On the TV front, I watched La Forêt (The Forest) on Netflix, a French crime series that reminded me a little of Broadchurch. The local police gets a new boss on the same day that a teenage girl goes missing. The disappearance calls to mind a similar incident from a decade earlier when two girls went missing. All the signs point toward the culprit being someone from the village, which makes long-time friends and acquaintances suddenly suspicious and wary of each other. There is a vaguely supernatural air to the story, which also involves a French teacher who was a foundling who may have lived in a cave in the woods for some prolonged stretch when she was six or seven years old. Not quite as well done as Broadchurch, but I enjoyed it, and it’s a breezy six episodes.

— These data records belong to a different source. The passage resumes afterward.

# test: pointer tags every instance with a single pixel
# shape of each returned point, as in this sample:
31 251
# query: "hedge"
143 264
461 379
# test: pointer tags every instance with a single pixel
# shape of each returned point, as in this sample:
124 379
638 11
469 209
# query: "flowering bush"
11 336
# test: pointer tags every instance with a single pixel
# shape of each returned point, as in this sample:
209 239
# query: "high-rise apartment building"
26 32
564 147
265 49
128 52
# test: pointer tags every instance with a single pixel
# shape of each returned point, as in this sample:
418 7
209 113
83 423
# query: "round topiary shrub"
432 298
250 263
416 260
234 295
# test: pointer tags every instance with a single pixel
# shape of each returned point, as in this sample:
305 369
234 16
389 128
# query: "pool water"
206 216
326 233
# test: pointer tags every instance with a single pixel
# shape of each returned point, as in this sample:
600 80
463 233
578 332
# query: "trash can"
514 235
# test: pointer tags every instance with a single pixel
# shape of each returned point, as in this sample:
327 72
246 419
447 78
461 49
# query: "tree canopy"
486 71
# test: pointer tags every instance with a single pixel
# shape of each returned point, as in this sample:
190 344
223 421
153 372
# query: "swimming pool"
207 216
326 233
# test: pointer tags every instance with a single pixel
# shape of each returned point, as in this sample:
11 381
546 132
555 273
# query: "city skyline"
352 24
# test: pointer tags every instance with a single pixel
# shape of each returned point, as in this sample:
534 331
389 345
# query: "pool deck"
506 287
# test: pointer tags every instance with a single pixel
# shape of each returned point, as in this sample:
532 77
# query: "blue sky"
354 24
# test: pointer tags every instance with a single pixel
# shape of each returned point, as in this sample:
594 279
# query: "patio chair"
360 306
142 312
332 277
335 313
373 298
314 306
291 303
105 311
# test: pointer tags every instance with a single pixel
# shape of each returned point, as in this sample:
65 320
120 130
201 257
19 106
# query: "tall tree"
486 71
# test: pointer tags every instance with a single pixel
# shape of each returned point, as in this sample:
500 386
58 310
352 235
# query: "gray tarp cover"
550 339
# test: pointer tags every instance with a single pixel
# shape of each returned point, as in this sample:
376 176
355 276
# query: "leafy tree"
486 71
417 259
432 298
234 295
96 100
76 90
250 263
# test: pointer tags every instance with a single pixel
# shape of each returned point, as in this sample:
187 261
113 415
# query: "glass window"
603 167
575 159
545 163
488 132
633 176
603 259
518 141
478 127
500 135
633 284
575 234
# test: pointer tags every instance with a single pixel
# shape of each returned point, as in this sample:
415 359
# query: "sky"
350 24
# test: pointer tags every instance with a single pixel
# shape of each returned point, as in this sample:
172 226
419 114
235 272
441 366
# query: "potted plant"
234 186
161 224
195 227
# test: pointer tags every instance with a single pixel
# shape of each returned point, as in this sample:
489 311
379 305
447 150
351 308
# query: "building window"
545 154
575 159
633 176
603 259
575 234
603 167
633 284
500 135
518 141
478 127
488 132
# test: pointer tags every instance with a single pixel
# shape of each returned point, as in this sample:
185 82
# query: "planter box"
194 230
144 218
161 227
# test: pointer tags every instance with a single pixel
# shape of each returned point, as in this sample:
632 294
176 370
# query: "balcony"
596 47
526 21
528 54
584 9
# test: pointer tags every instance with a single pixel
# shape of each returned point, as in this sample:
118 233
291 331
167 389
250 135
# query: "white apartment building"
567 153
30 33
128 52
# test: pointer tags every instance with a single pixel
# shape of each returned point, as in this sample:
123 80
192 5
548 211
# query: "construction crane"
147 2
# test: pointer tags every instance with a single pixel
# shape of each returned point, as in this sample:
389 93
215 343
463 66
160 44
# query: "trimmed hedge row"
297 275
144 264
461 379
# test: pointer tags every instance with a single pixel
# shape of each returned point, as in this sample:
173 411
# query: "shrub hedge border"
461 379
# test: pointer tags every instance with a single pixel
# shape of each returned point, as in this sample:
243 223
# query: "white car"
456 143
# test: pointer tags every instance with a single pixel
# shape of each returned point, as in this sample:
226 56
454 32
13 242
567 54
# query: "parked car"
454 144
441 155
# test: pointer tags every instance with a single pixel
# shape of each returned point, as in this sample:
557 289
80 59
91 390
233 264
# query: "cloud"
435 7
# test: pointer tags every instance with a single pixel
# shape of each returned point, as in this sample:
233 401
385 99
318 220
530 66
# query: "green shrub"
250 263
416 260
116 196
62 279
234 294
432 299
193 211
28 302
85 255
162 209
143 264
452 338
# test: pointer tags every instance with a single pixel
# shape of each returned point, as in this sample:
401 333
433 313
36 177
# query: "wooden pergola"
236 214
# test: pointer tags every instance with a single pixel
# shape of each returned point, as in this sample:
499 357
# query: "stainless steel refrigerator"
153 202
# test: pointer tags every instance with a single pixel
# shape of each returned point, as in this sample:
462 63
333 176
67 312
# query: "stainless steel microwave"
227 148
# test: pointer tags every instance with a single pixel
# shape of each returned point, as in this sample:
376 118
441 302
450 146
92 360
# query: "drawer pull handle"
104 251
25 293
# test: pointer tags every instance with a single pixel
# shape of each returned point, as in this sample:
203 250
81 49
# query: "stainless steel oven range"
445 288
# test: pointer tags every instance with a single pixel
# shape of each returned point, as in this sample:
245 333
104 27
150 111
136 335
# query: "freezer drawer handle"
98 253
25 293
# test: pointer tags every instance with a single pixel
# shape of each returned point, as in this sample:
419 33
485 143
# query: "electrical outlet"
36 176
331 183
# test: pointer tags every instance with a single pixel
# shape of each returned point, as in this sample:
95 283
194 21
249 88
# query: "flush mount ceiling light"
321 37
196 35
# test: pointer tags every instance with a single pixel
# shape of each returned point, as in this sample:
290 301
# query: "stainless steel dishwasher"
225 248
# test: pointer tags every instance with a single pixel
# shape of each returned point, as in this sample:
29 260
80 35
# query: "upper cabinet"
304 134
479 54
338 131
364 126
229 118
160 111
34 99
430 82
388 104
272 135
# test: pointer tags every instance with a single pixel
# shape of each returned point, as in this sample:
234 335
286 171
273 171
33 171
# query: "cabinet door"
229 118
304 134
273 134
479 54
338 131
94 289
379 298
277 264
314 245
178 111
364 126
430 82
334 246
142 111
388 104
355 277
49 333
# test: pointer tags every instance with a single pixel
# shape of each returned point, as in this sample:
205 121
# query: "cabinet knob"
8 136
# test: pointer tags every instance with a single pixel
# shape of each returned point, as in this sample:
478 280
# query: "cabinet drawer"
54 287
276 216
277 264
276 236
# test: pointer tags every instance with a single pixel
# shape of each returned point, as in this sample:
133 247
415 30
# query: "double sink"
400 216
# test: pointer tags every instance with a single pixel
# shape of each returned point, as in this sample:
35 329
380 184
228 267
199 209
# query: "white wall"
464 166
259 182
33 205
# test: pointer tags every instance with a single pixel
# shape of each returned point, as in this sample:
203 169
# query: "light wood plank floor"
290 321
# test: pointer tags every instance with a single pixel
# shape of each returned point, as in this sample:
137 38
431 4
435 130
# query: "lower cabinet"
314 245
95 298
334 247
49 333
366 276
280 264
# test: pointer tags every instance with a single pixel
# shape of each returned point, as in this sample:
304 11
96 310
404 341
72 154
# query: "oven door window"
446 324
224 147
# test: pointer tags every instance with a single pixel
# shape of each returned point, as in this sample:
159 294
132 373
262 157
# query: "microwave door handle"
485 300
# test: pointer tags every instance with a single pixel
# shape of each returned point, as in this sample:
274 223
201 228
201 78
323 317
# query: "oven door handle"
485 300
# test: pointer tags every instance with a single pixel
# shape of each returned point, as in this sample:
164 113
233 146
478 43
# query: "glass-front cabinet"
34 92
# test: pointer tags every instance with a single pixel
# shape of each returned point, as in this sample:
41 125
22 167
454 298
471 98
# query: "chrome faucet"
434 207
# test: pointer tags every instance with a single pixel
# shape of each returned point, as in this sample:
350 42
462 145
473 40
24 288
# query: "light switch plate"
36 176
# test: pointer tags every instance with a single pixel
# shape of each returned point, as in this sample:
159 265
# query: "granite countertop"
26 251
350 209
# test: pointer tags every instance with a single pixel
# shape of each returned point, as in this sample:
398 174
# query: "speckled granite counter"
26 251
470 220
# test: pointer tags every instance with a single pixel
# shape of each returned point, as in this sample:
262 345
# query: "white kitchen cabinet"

I also saw The Rain, a Danish series that starts off with a misguided scientist seeding rainclouds with a virus that he thinks will “fix” humanity. Instead, it kills off almost everyone. His two children, a teenage daughter and her younger brother, spend years in a bunker until they’re forced to emerge, where they join up with a group of other young people. The rain is still deadly, so they have to take cover every time the clouds grow dark, and there are various groups of people they need to be wary of, including paramilitary guys in armed vehicles scooping up survivors in search of someone who might be immune. There are some real surprises from episode to episode, the individual characters have interesting back-stories and it’s definitely open for a second season. I liked it a lot.